• Sonuç bulunamadı

Uzlaştırmacı Vasıtasıyla Uzlaşma

2.10. UZLAŞMANIN CUMHURİYET SAVCISI VEYA HÂKİM TARAFINDAN

3.1.5. Uzlaştırmacı Vasıtasıyla Uzlaşma

3.1.5.1. Uzlaştırmacının Görevlendirilmesi ve Nitelikleri

Ceza Muhakemesi Kanunu anlamında uzlaştırma, “şüpheli veya sanık ile mağdur veya suçtan zarar gören arasında işlenen bir suçtan kaynaklanan uyuşmazlığın, Kanun ve Yönetmelikteki usul ve hükümlere uygun olarak, tarafsız bir avukat veya hukuk öğrenimi görmüş kişiler aracılığıyla giderilmesi işlemidir”. Yönetmeliğe göre uzlaştırma “uzlaşma kapsamına giren bir suç nedeniyle şüpheli veya sanık ile mağdur veya suçtan zarar görenin, Kanun ve bu Yönetmelikteki usul ve hükümlere uygun olarak uzlaştırmacı aracılığıyla ya da hâkim veya Cumhuriyet savcısı tarafından anlaştırılmaları suretiyle uyuşmazlığın giderilmesi sürecini ifade eder (Uz.
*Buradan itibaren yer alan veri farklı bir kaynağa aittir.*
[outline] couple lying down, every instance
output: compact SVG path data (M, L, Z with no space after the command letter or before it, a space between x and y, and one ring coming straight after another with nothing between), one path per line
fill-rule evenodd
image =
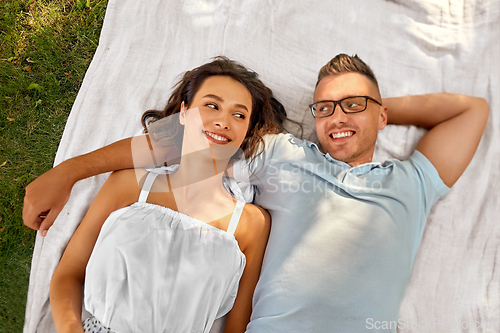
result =
M208 332L226 313L224 332L396 332L368 320L397 321L427 216L471 161L487 103L382 99L371 69L339 54L310 105L318 146L280 133L271 96L255 73L216 58L184 75L165 110L143 115L149 135L28 186L25 224L44 236L77 180L123 169L53 275L58 332ZM372 162L387 123L429 131L408 160ZM178 164L140 169L176 151ZM236 183L256 187L255 205Z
Yön. m. 4-c). Bundan hareketle uzlaştırmacı, taraflar arasındaki müzakereleri yöneten, Cumhuriyet savcısı veya mahkeme tarafından görevlendirilen hukuk öğrenimi görmüş kişiyi veya Cumhuriyet savcısı ya da mahkemenin isteği üzerine baro tarafından görevlendirilen avukatı ifade etmektedir. Uzlaştırmacıların sayısı, uyuşmazlığın niteliği göz önünde bulundurularak Cumhuriyet savcısınca tespit edilir (Uz. Yön. m. 13/3).

Fail ile mağdur veya suçtan zarar görenin uzlaşma teklifini kabul etmeleri hâlinde, Cumhuriyet savcısı, uzlaştırmayı kendisi gerçekleştirebileceği gibi, bir avukatın uzlaştırmacı olarak görevlendirilmesini bağlı bulunduğu barodan isteyebilir ya da Yönetmelikte nitelikleri belirlenen hukuk öğrenimi görmüş bir kimseyi görevlendirebilir (CMK m. 253/9; Uz. Yön. m. 13/1). Görüldüğü üzere uzlaştırmacı Cumhuriyet savcısı dışında da barodan bir avukat ya da hukuk öğrenimi görmüş bir kişi olabilmektedir (Kaymaz ve Gökcan, 2007: 175; Özbek, 2007: 169-170).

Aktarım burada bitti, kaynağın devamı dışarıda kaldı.